A denúncia foi feita pela ONG (Organização Não Governamental) Kuñangue Aty Guasu em postagem no Instagram da entidade. A vítima estava grávida de dois meses.

Ainda de acordo com a entidade, Raquel morava com a mãe e deu entrada no Hospital da Missão Caiuá, com convulsão, dores abdominais, olhos lacrimejando e muita dor de cabeça.

Em seguida, a vítima foi transferida para o Hospital da Vida, sendo internada na ala vermelha quando a família foi informada do óbito fetal e logo depois da morte de Raquel.

“A família nos informou que isso ocorreu após três pulverizações de agrotóxicos perto de sua residência no terreno onde será construído um mercado dentro do território indígena”, publicou a entidade.

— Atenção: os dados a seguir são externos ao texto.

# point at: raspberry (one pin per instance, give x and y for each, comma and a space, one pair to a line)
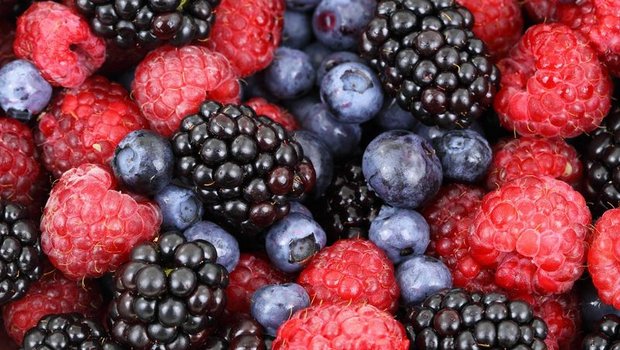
59, 43
88, 228
497, 22
514, 158
172, 82
533, 232
251, 273
336, 326
552, 84
84, 125
52, 294
248, 33
273, 112
354, 271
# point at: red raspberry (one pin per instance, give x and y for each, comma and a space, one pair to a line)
337, 326
84, 125
351, 270
514, 158
52, 294
172, 82
497, 22
251, 273
273, 112
248, 33
59, 42
552, 84
88, 228
533, 232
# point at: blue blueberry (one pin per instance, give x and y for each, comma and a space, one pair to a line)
465, 155
144, 162
320, 155
352, 92
292, 241
23, 91
342, 139
402, 168
179, 206
274, 304
421, 276
290, 75
225, 244
401, 233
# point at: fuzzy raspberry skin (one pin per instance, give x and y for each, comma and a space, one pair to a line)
251, 273
498, 23
84, 125
533, 232
248, 33
88, 228
351, 270
341, 326
273, 112
52, 294
514, 158
553, 84
59, 43
171, 83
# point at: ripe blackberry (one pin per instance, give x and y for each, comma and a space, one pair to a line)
455, 319
245, 167
150, 23
20, 252
67, 332
168, 295
429, 59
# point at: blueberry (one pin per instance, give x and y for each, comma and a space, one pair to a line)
420, 277
320, 155
272, 305
292, 241
402, 168
338, 24
342, 139
179, 206
23, 91
225, 244
144, 162
401, 233
465, 155
290, 75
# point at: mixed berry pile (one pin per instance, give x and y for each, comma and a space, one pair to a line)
309, 174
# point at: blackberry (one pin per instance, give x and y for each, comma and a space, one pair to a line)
150, 23
456, 319
429, 59
168, 295
243, 166
67, 332
20, 252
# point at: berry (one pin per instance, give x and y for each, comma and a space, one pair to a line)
89, 228
168, 295
353, 271
198, 74
85, 124
69, 53
552, 84
533, 232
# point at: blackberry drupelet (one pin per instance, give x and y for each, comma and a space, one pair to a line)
149, 23
244, 167
456, 319
20, 252
168, 295
429, 59
68, 332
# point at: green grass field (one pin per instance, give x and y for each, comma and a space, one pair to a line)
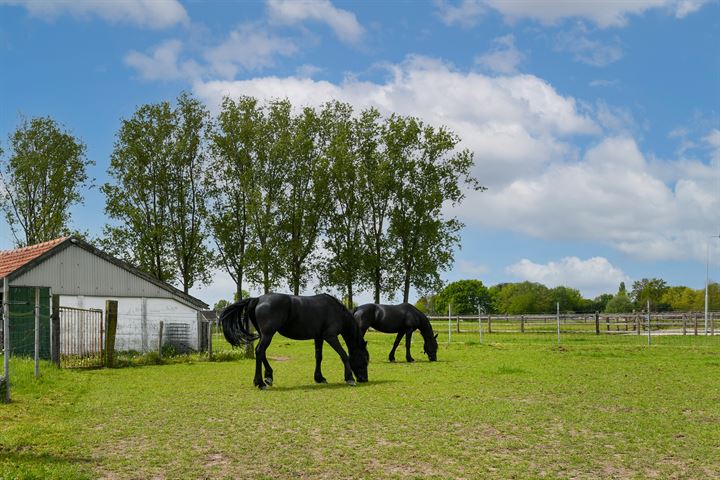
514, 407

Na Reserva Indígena de Dourados, segundo informações da Aty Guassu, que pediu apuração do caso, se concentram arrendamentos de terras indígenas e compras ilegais de terra, para plantação de soja, construção de mercados e bares.

“É urgente apurar esse caso, e dar os devidos encaminhamentos aos responsáveis por esse crime contra uma mãe e seu bebê que teve a vida interrompida em seu ventre. É necessário investigar a aplicação de venenos irregulares”, pediu a entidade.

A reportagem do Jornal Midiamax conversou com o capitão da Aldeia Jaguapiru, Ramão Fernandes, que confirmou a morte da moradora. Entretanto, segundo ele, não há nas proximidades da residência da família nenhuma lavoura.

“Parece que no terreno do lado foi feita uma pulverização pelos proprietários, segundo informações dos familiares da vítima. Entretanto, não tivemos acesso ao laudo. Além disso, também não [sei] dizer se a morte foi registrada na delegacia de Polícia Civil”, explicou a liderança.